Trotz Fortschritten in einigen Bereichen ist der aktuelle Stand der Digitalisierung dieser Öffentlichkeitsbeteiligung sowohl in Deutschland als auch in anderen EU-Mitgliedsstaaten jedoch nach wie vor unbefriedigend. Der neue Forschungsbericht des UfU zur Situation in Estland, Deutschland, Ungarn, Slowenien und Spanien hat Lücken in den Mechanismen der digitalen Öffentlichkeitsbeteiligung aufgedeckt, die einer effektiven digitalen Teilhabe in Umweltfragen entgegenstehen.

Nur ein Bruchteil der UVP landet in digitalen Portalen

Einer der Hauptkritikpunkte im UfU-Forschungsbericht sind die mangelhaft umgesetzten Internetportale zur Umweltverträglichkeitsprüfung (UVP). In Deutschland etwa können sich interessierte Bürger:innen sowie Umweltverbände zu laufenden Genehmigungsverfahren, welche eine UVP enthalten, in den Internetportalen von Bund und Ländern (UVP-Bundesportal; gemeinsames Länderportal) informieren. Seit Mai 2017 sind Bund und Länder verpflichtet, Informationen über UVP-pflichtige Vorhaben über diese Internetportale zu veröffentlichen.

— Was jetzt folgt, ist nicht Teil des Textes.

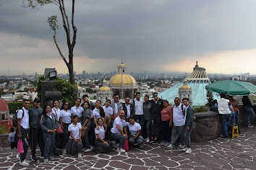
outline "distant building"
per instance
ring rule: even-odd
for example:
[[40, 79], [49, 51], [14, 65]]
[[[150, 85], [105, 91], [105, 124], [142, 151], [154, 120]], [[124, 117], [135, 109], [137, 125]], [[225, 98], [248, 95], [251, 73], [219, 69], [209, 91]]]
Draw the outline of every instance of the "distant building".
[[127, 73], [127, 67], [123, 61], [118, 66], [118, 73], [110, 79], [108, 87], [114, 94], [119, 94], [120, 99], [124, 99], [126, 97], [135, 98], [138, 86], [135, 79]]
[[102, 81], [102, 86], [97, 92], [97, 99], [101, 100], [103, 105], [107, 99], [112, 99], [112, 97], [113, 91], [107, 86], [107, 81], [104, 79]]
[[[185, 84], [184, 82], [179, 82], [171, 88], [159, 92], [158, 96], [161, 97], [163, 99], [167, 99], [171, 104], [174, 104], [175, 97], [179, 97], [181, 99], [184, 98], [184, 96], [179, 95], [179, 91], [181, 92], [180, 94], [189, 95], [187, 96], [187, 97], [192, 97], [194, 106], [205, 106], [208, 102], [205, 86], [210, 84], [210, 81], [206, 74], [205, 68], [199, 67], [197, 61], [193, 72], [185, 79], [187, 81]], [[182, 86], [183, 87], [182, 88]], [[192, 90], [192, 97], [189, 90]], [[213, 94], [214, 99], [219, 99], [218, 94], [216, 93], [213, 93]]]

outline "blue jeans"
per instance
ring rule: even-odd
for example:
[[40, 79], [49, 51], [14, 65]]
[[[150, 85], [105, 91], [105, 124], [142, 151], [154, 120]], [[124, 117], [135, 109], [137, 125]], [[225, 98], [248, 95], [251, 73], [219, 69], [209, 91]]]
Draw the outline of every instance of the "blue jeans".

Das größte Problem der deutschen UVP-Portale besteht laut Studienergebnissen zunächst darin, dass eine große Anzahl der UVP-Verfahren nicht in diese Portale eingepflegt werden. So wurden beispielsweise 2019 nur 409 von insgesamt ca. 1800 - 2000 tatsächlich durchgeführten Verfahren über die UVP-Portale veröffentlicht. Die Zahlen der veröffentlichten Verfahren über die UVP-Portale steigen zwar seitdem an, liegen aber noch immer weit unter der tatsächlichen Zahl der Genehmigungsverfahren.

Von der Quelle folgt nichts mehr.